Plus grave encore, ce site sert non seulement à falsifier nos positions mais à attaquer de la manière la plus vile les personnes qui ont manifesté leur désaccord avec la politique municipale. Menaces et intimidations de tous ordres ayant échoué, on n’hésite plus maintenant
à lancer des propos diffamatoires, des insinuations malsaines dans l’espoir de discréditer des opposants de plus en plus écoutés.
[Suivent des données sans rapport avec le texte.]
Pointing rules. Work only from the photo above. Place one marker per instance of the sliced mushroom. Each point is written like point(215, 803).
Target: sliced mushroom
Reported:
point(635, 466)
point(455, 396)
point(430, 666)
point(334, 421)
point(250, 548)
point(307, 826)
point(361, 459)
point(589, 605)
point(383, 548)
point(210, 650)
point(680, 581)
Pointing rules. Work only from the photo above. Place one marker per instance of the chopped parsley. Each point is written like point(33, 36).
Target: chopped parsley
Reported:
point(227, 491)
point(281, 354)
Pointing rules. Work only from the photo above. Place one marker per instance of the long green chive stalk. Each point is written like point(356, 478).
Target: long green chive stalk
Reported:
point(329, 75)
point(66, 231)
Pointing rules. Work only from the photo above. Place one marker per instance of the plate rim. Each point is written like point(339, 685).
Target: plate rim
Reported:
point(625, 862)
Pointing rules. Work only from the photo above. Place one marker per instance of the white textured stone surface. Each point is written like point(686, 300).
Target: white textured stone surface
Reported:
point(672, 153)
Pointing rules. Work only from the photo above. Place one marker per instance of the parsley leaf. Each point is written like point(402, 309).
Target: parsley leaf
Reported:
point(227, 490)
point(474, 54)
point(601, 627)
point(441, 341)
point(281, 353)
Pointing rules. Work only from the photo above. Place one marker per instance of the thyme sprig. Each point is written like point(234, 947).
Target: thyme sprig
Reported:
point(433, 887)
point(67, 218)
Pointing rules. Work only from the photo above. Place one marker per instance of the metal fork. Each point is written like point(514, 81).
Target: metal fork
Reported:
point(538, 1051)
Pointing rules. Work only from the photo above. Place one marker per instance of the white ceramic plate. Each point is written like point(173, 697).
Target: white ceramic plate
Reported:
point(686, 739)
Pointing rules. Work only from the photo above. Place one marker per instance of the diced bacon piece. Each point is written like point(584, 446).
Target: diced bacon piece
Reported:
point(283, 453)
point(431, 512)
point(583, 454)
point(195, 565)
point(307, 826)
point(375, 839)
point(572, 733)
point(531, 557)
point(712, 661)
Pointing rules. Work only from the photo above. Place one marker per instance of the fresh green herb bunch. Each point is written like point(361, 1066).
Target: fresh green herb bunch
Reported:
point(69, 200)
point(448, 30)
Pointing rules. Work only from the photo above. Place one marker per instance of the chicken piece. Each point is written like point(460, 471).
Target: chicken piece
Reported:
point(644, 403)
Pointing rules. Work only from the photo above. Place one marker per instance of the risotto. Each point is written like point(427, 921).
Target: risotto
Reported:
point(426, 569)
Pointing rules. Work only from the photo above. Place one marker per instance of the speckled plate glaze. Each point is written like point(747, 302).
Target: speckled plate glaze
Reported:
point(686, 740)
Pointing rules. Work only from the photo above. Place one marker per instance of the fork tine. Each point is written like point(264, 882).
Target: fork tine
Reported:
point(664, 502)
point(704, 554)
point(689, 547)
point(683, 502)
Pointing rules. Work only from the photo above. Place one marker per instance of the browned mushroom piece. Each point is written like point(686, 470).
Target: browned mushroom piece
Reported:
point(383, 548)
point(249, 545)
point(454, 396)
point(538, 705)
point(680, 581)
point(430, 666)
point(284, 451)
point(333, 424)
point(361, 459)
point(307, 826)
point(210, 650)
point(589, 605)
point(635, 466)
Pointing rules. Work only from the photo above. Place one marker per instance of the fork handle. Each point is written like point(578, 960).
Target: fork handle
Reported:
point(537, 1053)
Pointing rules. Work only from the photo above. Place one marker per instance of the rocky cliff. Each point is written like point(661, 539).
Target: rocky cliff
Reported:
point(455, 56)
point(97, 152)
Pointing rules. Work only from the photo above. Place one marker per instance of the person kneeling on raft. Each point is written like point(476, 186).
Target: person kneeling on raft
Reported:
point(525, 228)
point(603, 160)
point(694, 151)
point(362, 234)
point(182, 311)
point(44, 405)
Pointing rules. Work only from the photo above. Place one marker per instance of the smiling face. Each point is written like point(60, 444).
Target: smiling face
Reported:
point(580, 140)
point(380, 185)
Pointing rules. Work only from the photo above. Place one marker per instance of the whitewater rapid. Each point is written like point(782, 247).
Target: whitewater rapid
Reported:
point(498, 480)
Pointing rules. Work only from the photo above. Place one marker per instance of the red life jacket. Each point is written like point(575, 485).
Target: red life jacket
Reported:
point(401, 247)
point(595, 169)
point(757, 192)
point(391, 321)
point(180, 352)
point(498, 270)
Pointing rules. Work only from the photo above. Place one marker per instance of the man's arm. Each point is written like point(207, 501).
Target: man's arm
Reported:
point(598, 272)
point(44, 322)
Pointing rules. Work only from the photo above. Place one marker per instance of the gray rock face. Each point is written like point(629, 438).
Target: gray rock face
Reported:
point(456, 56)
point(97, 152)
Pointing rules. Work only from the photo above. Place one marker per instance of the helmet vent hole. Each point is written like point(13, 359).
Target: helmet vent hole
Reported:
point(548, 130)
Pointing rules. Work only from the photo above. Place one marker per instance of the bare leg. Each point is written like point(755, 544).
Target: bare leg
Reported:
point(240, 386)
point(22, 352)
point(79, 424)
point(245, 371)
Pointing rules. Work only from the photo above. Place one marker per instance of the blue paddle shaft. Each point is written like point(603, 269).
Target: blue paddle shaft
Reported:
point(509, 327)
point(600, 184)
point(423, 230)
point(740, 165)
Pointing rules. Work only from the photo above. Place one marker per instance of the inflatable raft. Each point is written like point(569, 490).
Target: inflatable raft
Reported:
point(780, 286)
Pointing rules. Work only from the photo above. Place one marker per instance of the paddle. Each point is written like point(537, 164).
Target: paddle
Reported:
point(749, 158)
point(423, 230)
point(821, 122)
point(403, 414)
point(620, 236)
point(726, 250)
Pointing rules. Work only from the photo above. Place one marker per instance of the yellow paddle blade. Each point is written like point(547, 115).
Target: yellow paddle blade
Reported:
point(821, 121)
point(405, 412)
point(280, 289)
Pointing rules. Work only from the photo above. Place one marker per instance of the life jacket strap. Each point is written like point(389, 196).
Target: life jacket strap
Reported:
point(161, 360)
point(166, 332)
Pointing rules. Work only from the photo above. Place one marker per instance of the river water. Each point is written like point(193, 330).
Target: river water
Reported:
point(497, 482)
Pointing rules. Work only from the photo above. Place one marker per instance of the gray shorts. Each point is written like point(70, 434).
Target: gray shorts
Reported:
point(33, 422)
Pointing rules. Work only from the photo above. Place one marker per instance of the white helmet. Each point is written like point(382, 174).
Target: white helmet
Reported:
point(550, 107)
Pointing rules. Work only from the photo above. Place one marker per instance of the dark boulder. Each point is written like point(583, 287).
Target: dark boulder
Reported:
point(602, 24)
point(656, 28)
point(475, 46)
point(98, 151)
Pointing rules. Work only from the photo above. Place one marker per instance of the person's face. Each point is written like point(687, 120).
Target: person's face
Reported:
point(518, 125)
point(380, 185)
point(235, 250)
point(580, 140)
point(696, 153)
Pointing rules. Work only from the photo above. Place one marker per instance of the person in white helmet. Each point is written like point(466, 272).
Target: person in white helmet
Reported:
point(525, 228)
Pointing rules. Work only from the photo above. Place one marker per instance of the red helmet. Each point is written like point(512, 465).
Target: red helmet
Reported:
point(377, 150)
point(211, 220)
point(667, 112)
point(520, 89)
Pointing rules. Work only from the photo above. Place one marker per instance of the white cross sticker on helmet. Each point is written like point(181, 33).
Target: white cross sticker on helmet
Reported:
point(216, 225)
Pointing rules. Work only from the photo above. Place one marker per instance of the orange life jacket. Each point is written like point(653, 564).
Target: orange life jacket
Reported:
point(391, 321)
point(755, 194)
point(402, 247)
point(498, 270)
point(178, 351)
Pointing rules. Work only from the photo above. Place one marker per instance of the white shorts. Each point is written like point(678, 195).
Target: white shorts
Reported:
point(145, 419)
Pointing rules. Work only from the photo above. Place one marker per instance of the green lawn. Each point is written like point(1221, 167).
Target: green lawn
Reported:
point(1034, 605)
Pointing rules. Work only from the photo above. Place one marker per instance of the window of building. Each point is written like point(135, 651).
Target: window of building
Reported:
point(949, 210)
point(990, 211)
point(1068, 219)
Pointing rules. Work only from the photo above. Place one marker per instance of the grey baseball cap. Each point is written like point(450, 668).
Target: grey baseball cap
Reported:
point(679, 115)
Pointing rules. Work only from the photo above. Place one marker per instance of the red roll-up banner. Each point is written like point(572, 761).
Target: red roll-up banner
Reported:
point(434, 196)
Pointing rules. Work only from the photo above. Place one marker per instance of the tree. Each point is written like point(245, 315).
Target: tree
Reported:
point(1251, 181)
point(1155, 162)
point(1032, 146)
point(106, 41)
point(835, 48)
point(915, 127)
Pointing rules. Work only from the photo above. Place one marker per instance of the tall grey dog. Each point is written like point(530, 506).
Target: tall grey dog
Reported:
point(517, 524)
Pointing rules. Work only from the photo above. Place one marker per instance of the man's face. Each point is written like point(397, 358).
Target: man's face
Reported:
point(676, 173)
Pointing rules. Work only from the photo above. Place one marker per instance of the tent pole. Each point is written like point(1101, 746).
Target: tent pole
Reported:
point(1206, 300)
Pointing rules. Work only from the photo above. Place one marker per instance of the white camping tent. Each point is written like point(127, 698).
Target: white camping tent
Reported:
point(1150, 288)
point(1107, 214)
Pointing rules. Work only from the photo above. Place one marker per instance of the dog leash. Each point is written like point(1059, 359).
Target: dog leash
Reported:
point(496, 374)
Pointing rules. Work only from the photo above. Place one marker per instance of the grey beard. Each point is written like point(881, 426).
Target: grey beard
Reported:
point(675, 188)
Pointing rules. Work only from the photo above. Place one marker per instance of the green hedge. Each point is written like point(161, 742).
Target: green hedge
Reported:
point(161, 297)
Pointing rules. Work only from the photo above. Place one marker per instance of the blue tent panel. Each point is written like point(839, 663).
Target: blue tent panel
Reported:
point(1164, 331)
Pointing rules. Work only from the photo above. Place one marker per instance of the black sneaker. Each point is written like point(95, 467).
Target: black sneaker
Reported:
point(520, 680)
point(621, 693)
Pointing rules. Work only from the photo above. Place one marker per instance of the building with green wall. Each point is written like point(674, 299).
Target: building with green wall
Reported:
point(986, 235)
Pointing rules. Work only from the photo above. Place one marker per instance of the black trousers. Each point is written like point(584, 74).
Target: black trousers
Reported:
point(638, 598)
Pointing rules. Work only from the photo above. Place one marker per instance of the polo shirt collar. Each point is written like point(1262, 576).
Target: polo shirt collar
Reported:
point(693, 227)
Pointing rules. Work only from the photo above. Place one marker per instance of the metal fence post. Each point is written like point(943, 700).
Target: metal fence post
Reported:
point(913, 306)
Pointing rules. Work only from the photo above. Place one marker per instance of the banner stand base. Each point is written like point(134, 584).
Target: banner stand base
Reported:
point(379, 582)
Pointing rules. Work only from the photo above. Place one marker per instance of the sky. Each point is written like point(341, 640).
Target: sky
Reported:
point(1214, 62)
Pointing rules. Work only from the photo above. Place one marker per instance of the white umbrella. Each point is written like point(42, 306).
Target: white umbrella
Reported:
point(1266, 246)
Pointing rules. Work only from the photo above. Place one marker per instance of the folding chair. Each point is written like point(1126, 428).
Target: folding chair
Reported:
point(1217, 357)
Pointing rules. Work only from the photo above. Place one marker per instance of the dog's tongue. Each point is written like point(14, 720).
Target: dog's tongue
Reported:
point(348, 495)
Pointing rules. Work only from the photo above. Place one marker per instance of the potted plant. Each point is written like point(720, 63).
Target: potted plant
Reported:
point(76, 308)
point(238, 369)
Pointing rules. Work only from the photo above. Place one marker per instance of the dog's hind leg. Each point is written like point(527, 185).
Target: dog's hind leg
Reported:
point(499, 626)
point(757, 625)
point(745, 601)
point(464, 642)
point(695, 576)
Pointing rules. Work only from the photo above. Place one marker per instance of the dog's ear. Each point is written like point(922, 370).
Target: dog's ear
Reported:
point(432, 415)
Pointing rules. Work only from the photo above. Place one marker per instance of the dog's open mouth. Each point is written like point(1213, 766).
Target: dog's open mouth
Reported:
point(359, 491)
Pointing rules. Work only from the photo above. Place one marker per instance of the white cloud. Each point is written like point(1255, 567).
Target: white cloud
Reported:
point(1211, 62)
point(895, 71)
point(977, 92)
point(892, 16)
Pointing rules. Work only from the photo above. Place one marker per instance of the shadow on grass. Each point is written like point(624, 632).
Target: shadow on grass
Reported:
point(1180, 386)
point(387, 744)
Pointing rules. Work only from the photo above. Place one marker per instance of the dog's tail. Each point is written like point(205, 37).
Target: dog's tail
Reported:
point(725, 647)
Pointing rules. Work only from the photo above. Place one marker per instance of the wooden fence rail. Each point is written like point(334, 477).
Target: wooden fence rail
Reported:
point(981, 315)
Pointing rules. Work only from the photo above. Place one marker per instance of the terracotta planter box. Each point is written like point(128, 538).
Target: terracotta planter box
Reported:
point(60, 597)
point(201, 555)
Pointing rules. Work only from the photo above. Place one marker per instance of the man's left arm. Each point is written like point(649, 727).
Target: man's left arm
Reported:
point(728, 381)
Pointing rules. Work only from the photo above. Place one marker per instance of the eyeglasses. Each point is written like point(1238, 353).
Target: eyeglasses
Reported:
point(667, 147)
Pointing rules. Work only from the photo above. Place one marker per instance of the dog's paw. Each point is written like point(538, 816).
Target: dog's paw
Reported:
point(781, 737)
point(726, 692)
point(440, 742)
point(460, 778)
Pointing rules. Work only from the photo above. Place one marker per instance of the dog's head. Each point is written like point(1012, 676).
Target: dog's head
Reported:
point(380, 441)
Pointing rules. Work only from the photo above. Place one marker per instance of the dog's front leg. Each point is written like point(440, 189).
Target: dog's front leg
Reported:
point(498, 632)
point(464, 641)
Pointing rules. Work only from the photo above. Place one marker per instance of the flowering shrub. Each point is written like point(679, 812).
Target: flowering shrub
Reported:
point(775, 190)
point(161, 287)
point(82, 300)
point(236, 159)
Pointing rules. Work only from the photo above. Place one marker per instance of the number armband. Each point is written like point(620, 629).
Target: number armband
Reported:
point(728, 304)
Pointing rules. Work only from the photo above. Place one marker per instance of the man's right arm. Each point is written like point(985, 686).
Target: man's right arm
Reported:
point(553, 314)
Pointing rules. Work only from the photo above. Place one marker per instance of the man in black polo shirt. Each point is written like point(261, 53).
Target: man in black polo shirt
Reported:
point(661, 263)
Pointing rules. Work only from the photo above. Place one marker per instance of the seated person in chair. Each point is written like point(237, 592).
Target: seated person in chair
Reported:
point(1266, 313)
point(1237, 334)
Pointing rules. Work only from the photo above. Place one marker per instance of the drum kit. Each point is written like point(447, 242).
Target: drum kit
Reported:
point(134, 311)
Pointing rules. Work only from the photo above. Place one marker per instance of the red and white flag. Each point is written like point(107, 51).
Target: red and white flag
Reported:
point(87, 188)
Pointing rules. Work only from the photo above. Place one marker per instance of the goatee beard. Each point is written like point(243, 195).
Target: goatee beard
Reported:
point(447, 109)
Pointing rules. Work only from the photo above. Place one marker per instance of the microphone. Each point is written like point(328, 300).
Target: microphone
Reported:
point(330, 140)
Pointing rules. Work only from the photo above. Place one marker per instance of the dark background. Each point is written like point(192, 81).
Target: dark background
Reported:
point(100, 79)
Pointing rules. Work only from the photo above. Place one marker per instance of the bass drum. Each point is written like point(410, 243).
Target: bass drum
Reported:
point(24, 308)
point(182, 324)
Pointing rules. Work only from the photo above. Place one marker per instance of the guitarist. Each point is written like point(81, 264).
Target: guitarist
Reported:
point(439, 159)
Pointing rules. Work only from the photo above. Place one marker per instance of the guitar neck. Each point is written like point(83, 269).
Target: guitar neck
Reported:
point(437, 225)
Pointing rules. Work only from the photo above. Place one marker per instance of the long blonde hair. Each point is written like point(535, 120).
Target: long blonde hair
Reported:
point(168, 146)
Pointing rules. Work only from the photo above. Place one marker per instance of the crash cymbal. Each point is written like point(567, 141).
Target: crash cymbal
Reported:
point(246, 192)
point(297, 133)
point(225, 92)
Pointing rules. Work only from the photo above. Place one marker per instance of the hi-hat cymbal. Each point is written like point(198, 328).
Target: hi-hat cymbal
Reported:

Nous prendrons donc les mesures qui s’imposent pour faire respecter la loi et pour en finir avec ces procédés dignes des régimes totalitaires.
Droit de réponse : (extraits)
"Il n’y a pas eu de campagne médiatique mensongère : la Ville n’a pas
informé les habitants du Front de Seine de la surfacturation, ceux-ci l’ont
découverte et chiffrée par eux-mêmes en 1997. La Ville affirme avoir
découvert les faits dès 1994 et pourtant elle n’intente une action qu’en
2002 ! (Explication donnée : longueur de la tentative de conciliation.).
L’opposition a suffisamment dénoncé la surfacturation et l’immobilisme de la Ville pour ne pas se réjouir qu’une action soit enfin intentée. Rappelons que 2500 logements sont concernés. Nous prenons acte de la décision du Maire
d’obtenir des dédommagements dans les plus brefs délais sans attendre
l’expiration du contrat SOCLIP le 31.08.2005."